Please revisit decision to emit an event for every message

stephentoub commented 5 days ago

The latest (1.28) spec requires emitting an event for every individual message. This is problematic in a variety of ways:

Messages that are part of the same request are not individual entities: they are only meaningful as part of the overall request being submitted to the LLM, which functionally turns the totality of those messages into a single prompt. The whole set of messages / the whole request should be logged, not each tiny piece of it individually.
A request might contain dozens or hundreds of messages. Logging each individually spams the listener, which then needs to do work to reconstitute the original request.
Any sampling being performed also then needs to do such work, as it otherwise might drop portions of a request.
The same message ends up getting logged on its own many times, each time a new request with the same history is resubmitted (augmented with additional messages). That's easy to understand when the messages are grouped, but when they're logged individually, it's much harder to reason about the duplication.
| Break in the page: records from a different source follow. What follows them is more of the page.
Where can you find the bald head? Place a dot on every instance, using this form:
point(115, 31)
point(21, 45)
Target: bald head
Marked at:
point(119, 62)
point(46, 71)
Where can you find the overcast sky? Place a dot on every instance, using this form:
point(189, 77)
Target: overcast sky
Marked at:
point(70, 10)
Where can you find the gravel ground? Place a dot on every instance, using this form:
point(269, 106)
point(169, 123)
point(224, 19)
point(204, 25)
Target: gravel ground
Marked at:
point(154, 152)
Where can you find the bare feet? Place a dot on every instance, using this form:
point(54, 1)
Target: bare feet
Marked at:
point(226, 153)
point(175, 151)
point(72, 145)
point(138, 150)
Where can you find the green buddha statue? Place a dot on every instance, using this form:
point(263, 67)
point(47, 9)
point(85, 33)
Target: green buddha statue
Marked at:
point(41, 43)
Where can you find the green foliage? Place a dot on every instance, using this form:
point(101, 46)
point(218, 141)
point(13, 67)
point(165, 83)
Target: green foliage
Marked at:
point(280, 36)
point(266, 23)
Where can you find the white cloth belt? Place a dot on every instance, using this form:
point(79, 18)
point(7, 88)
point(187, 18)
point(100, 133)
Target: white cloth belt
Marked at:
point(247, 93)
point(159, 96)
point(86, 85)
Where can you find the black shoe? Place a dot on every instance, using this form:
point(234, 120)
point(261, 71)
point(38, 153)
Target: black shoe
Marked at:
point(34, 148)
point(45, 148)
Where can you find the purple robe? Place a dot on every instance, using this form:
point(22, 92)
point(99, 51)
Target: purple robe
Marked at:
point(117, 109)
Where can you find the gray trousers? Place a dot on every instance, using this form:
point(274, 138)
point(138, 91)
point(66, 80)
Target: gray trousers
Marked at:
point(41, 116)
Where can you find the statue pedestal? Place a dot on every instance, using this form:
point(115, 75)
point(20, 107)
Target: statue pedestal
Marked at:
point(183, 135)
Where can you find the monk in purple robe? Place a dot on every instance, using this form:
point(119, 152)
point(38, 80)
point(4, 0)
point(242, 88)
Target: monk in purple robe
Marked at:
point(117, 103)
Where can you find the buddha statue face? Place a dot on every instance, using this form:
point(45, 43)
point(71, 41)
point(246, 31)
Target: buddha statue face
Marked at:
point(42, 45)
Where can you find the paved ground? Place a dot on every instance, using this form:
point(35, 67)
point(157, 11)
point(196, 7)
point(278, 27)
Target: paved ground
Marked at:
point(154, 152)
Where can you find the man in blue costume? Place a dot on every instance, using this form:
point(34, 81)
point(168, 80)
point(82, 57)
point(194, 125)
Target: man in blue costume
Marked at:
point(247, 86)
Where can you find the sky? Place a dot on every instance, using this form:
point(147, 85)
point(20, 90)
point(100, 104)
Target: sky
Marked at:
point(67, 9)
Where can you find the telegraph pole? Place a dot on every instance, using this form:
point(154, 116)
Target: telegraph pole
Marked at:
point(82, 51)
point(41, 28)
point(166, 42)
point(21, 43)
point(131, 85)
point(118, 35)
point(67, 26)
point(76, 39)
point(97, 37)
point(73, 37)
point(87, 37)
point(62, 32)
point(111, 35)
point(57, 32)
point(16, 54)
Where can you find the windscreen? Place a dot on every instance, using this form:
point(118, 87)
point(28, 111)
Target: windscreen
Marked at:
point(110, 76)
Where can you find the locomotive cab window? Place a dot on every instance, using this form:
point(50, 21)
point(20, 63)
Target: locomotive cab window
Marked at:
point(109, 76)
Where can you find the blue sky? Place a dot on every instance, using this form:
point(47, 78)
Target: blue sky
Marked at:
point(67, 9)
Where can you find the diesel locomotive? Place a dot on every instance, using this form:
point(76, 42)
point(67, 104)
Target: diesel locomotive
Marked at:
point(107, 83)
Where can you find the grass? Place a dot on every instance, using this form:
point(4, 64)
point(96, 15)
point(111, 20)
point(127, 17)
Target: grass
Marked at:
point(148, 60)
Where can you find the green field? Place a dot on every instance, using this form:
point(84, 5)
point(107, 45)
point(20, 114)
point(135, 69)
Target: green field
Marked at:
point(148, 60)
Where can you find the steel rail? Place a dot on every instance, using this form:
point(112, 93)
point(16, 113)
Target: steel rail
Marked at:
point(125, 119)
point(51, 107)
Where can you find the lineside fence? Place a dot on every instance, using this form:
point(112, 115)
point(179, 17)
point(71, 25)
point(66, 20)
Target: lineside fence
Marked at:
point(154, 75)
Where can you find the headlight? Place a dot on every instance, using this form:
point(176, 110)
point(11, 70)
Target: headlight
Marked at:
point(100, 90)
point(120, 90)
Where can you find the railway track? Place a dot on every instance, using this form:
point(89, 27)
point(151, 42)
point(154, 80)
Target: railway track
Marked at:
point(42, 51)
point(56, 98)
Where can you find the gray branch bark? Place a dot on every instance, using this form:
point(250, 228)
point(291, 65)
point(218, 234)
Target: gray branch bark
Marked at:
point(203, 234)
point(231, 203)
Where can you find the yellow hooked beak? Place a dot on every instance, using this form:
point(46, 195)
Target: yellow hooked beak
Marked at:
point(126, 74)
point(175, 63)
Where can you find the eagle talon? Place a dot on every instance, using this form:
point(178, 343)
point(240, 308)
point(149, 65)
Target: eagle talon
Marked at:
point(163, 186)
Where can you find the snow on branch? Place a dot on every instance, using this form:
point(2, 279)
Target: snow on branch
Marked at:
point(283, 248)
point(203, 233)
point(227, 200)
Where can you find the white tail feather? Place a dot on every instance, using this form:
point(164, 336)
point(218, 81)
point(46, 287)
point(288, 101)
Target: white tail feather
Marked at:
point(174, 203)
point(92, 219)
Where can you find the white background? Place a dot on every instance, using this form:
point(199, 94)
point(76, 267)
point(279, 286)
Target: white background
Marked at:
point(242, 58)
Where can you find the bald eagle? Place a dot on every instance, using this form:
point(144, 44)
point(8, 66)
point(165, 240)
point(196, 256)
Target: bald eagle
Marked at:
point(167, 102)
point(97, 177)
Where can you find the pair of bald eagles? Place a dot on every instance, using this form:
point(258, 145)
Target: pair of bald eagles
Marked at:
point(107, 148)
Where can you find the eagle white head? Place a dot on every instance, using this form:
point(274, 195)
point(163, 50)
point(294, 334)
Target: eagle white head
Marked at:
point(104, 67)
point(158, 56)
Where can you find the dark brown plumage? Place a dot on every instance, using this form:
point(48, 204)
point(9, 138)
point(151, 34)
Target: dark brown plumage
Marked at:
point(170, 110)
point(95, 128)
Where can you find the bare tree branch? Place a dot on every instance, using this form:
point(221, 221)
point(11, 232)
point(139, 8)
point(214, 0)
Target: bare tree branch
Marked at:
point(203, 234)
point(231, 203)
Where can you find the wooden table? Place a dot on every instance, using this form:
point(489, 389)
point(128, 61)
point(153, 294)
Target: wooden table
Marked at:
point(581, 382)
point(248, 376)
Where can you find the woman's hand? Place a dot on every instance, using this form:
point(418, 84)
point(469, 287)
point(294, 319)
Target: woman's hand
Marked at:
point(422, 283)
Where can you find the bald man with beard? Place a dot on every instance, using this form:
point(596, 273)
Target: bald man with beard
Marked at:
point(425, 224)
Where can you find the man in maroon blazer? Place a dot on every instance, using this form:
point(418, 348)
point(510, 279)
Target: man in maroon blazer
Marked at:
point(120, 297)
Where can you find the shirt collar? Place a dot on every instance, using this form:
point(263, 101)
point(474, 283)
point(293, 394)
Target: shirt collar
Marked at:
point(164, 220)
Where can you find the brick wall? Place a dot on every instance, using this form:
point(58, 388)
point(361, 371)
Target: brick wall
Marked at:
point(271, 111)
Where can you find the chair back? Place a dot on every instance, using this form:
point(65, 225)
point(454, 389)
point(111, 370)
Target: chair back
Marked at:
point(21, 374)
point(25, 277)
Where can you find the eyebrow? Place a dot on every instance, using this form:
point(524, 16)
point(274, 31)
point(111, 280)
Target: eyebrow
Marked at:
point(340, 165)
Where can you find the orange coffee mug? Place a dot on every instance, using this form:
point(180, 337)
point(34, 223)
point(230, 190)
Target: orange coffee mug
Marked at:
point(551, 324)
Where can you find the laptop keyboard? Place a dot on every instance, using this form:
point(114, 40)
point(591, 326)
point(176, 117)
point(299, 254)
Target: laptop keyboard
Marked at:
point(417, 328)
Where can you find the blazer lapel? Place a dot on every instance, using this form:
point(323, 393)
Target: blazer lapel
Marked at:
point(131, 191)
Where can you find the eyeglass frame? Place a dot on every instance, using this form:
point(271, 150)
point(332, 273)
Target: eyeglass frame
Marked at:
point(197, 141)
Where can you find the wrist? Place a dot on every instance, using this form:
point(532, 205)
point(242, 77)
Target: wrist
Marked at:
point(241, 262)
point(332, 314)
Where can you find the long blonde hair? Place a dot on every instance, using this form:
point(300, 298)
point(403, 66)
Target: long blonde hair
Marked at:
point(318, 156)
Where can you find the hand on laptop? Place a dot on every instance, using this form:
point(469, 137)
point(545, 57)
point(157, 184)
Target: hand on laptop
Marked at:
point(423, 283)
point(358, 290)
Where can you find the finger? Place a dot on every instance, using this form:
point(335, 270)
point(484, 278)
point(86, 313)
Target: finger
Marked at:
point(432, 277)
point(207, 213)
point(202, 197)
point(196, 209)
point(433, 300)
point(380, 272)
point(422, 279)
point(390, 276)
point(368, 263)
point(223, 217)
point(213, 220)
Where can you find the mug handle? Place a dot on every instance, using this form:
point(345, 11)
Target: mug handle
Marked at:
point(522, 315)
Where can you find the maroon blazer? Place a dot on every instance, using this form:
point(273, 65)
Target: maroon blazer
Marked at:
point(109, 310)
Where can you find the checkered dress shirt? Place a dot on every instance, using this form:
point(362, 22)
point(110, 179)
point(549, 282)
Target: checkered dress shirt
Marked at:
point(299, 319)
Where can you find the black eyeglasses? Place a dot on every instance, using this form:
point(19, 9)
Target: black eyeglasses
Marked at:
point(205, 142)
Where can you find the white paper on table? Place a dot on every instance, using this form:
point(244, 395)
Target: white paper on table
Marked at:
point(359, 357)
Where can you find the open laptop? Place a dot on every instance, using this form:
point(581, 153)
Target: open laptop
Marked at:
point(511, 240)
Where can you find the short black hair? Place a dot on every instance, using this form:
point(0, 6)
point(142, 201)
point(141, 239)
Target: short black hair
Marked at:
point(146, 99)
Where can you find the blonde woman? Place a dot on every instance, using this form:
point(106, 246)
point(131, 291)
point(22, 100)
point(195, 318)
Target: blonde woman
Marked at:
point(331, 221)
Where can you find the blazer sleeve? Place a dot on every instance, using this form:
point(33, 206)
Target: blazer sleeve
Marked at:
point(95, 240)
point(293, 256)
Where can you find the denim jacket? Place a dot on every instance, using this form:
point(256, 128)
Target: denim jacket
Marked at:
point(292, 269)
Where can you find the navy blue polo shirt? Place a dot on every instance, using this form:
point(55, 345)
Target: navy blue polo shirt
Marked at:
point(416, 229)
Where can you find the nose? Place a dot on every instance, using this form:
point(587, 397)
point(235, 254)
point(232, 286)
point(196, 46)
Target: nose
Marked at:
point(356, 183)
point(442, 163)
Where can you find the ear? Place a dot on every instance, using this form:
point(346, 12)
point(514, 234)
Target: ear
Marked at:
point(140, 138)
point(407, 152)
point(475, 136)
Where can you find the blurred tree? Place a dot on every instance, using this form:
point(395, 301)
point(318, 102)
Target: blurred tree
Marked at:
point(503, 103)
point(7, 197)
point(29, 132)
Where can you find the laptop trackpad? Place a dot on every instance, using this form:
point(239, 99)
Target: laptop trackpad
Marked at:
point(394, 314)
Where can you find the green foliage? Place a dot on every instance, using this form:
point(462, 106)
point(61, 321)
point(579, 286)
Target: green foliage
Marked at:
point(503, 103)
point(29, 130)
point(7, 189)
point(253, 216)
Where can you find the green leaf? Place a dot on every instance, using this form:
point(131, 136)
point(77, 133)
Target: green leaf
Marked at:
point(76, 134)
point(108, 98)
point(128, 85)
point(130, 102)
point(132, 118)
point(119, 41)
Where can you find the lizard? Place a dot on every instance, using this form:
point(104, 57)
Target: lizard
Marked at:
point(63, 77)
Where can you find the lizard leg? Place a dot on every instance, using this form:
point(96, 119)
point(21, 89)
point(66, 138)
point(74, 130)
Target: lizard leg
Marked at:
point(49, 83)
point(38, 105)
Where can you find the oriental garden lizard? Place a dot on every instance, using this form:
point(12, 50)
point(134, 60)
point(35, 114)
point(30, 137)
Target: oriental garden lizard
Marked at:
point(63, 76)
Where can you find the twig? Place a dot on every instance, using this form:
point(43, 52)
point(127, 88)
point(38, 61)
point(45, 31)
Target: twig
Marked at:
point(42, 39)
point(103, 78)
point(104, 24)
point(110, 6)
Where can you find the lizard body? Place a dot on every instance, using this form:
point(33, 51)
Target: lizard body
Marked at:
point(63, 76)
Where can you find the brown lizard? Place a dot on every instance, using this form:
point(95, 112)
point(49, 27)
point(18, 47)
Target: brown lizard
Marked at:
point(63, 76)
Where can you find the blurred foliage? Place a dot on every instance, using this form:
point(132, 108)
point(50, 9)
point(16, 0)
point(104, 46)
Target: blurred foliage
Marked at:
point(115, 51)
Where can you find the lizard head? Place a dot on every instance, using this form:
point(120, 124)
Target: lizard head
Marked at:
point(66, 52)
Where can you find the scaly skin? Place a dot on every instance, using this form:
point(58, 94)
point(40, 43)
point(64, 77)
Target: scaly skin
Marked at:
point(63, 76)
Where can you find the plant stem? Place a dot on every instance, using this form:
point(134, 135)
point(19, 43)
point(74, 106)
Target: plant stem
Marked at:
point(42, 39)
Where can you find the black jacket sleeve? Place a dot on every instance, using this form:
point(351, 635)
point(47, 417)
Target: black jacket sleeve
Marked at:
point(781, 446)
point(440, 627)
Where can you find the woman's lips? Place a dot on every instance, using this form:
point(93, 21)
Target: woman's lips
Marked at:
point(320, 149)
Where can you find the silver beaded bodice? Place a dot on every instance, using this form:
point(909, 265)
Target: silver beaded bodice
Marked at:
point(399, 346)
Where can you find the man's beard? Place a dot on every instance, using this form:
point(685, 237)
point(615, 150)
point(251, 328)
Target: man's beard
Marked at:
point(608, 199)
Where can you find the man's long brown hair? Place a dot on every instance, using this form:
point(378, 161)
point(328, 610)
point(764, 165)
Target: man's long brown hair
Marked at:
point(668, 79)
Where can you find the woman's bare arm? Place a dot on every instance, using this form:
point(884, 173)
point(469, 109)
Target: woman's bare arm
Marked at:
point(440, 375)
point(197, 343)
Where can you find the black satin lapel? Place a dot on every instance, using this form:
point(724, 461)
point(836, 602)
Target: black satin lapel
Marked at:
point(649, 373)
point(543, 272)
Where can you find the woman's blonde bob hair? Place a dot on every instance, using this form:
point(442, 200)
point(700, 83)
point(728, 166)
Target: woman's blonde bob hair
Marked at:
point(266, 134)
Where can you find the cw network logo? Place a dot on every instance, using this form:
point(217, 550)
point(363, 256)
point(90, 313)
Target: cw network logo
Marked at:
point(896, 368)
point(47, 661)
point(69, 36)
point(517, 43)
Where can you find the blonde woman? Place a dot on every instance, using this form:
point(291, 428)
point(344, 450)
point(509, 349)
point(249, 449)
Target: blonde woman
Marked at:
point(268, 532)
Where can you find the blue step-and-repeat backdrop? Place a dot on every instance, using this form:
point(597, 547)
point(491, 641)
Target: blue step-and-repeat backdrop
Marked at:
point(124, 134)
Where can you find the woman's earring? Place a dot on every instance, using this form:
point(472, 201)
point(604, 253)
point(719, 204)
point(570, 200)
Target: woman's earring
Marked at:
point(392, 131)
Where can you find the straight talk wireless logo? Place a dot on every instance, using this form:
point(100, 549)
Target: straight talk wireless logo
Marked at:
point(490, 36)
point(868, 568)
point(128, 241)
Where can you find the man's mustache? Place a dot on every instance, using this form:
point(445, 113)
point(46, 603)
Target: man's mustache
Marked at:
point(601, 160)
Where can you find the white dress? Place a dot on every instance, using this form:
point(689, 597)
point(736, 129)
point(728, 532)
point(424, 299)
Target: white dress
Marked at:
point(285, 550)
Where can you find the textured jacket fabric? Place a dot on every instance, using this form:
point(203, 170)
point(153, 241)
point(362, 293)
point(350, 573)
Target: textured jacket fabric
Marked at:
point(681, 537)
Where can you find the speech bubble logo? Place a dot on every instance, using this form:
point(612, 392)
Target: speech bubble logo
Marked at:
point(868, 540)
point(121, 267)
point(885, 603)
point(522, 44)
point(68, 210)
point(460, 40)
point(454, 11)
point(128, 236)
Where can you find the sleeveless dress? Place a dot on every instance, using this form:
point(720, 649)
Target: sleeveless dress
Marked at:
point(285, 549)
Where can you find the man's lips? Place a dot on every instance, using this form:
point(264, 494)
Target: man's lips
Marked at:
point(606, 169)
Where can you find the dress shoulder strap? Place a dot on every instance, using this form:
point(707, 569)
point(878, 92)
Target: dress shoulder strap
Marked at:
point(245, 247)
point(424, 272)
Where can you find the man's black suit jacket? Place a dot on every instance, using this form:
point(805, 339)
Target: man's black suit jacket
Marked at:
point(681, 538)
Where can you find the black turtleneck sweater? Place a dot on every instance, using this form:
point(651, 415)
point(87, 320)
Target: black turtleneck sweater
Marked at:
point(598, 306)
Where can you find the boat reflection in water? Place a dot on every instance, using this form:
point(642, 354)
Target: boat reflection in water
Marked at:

lmolkova commented 5 days ago

Logging all messages as one event comes with the following limitations:

hard to query. Different messages have different structure. As a result, messages would become heterogeneous arrays of objects.
individual timestamps are lost. user message happens at the beginning of the request, tool call (if performed by the service-side agent) at a later time, final completion happens at the end
harder to control verbosity. With current approach, If I want only choices and don't want to capture system messages or tool calls I can configure it (OTel will provide all the hooks and options and afaik, .NET is also considering per-event-name/id control). With all-messages-in-one-event, each instrumentation would need to provide some GenAI specific options.
different model from assistants. OpenAI assistants, AWS Bedrock agents don't require you to re-send chat history all the time, so we'd be forced to model things on per-message basis

Squashing all messages into one reduces visual noise when using non-GenAI aware tools, but results in degraded experience for tools that do need to understand content of these messages (tools that render chat history, run evaluations, query these events in custom ways). If users use the tool that's not showing chat history nicely, they probably don't care about the chat history and can disable those events or send them to low-cost destination.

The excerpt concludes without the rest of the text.